Le préjudice résultant d’une perte de revenus, estimé à 18.500 euros. La
Cour retient notamment, sur ce point, que Mme Beaufils s'est trouvée contrainte
d'exercer ses fonctions à 75 % en 1999, puis à mi-temps en 2000 et 2001, et que
« les insuffisances dans une prise en charge adaptée de son fils faisaient obstacle à
ce qu'elle puisse continuer à exercer ses fonctions à temps plein ».
En revanche elle déboute Mme Beaufils de deux de ses demandes :
La réparation du préjudice résultant du défaut de versement du complément
3 est rejetée. A l’appui de ce rejet, la Cour estime que ce préjudice est déjà réparé
par le versement d’une somme destinée à réparer le recours à l’aide d’une tierce
personne, au titre duquel la Cour a déjà alloué 7.000 euros à Mme Beaufils.

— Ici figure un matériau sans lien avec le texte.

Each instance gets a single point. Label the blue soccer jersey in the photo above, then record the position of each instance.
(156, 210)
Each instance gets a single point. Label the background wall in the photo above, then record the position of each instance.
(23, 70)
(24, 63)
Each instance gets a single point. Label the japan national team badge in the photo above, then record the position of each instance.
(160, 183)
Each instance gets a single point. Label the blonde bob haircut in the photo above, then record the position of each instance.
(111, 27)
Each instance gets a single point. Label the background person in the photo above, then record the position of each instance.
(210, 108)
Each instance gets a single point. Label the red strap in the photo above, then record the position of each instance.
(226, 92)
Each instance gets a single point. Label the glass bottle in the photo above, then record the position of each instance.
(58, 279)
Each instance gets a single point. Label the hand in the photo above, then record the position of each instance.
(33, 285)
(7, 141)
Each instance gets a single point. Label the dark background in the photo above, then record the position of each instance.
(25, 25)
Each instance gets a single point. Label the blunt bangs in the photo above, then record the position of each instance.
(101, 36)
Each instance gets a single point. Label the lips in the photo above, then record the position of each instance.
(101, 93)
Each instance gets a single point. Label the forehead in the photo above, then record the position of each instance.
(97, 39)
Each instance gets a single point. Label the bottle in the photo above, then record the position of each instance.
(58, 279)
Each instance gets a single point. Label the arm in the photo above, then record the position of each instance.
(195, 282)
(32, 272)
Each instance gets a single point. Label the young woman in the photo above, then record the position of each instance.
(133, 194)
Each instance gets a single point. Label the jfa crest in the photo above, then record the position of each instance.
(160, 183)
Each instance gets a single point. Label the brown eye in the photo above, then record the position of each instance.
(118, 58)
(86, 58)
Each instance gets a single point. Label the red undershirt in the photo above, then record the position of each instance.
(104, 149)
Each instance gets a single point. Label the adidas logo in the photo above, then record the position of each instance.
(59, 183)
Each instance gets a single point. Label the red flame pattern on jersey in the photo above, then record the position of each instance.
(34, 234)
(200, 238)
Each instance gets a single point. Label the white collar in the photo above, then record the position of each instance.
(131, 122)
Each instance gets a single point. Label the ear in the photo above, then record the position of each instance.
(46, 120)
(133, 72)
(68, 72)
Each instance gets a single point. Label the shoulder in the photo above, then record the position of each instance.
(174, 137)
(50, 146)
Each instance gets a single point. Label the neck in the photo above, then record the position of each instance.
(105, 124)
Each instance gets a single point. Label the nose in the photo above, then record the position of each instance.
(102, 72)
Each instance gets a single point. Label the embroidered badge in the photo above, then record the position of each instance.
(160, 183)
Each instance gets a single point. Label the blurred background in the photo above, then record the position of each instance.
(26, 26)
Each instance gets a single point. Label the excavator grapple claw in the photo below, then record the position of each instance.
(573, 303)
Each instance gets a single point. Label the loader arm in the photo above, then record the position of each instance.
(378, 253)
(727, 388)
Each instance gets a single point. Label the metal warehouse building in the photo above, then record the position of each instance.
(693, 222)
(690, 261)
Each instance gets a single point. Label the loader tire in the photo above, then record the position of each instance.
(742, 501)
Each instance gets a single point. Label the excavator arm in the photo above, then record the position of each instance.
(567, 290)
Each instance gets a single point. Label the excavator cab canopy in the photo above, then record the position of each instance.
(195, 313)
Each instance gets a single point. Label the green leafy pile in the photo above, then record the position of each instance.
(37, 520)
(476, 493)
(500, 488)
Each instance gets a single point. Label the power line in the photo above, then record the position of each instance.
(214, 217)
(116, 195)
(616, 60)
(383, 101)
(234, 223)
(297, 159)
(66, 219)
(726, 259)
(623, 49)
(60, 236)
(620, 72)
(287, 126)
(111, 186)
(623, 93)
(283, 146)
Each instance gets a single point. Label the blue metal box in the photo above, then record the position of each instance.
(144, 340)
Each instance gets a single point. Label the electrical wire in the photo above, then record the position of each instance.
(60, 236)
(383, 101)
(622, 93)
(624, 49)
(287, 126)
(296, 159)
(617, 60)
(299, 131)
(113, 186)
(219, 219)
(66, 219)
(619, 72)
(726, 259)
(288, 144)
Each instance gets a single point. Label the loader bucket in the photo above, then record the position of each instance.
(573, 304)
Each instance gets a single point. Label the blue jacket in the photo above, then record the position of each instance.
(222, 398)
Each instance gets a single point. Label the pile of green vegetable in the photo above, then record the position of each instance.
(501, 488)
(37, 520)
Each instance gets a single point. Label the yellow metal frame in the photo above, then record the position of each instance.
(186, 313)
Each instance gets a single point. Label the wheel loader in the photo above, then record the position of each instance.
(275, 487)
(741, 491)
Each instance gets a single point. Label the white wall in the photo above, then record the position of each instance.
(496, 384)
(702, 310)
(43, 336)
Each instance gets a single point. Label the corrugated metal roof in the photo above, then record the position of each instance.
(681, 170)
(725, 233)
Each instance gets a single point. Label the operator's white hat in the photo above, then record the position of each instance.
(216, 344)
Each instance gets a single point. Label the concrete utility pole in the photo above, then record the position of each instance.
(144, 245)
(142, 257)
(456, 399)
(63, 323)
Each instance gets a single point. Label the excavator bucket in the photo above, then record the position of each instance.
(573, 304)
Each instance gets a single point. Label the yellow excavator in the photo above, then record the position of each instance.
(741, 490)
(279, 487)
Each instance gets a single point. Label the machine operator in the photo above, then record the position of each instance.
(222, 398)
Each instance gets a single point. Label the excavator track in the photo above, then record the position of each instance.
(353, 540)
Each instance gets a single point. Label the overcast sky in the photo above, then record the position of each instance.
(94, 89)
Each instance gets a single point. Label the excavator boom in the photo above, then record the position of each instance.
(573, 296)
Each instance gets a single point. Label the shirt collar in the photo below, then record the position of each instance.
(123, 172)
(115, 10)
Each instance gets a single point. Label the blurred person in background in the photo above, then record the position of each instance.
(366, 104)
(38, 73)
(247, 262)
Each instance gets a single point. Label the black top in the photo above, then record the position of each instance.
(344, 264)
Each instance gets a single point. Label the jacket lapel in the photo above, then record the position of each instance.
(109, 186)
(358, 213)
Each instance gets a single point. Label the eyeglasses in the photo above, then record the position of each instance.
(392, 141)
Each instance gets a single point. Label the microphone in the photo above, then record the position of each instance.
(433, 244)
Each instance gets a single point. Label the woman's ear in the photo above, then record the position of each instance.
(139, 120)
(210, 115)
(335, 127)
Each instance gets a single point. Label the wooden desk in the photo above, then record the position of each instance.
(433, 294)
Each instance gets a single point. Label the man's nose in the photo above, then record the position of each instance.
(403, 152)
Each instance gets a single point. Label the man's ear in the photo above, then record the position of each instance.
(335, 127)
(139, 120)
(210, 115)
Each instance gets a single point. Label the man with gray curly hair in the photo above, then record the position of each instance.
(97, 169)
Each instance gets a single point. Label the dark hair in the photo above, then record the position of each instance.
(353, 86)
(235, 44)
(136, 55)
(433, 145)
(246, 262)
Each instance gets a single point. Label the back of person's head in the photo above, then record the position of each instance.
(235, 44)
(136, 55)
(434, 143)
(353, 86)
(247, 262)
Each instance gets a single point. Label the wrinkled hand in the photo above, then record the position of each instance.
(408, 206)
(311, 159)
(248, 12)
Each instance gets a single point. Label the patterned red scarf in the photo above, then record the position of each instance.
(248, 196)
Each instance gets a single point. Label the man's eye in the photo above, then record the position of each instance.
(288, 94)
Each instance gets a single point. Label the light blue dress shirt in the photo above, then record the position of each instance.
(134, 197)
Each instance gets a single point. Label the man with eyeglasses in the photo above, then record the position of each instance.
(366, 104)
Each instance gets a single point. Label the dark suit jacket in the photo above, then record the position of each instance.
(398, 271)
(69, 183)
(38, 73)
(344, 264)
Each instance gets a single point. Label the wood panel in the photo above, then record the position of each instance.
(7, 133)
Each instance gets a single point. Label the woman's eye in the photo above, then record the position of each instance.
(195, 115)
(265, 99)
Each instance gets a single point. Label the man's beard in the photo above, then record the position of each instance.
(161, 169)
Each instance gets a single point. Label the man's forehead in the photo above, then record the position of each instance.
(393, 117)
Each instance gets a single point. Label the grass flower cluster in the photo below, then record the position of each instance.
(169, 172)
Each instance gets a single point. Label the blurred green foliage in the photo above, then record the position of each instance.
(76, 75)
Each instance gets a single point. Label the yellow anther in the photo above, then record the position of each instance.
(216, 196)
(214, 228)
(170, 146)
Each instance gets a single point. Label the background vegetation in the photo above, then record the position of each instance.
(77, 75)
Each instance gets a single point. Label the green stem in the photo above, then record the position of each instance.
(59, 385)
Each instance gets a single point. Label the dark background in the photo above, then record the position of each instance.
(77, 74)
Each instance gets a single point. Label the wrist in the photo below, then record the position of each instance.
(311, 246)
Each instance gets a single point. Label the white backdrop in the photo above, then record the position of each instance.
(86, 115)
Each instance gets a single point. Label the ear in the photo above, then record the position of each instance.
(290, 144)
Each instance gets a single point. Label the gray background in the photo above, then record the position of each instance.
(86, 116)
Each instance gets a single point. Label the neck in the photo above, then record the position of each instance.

La Cour refuse d’indemniser le préjudice résultant du passage du HLM à une
maison individuelle (l’absence de prise en charge de Geoffrey rendaitg pourtant
inévitable ce déménagement selon Mme Beaufils), elle refuse également
d’indemniser le fait, pour Mme Beaufils, d’avoir dû contracter des emprunts pour
financer les frais engendrés par l'embauche d'une tierce personne à domicile ou de
faire appel aux services d'un huissier pour délivrer une sommation interpellative à
l'institut médico-pédagogique " Les sapins . Selon la Cour, « ces divers frais ne
peuvent être regardés comme résultant de façon directe et certaine des
manquements qui peuvent être imputés à l'Etat dans le respect de ses obligations »
Enfin, la Cour a alloué à Mme Beaufils la somme de 3.000 euros au titre des frais
exposés dans le cadre de son action en justice.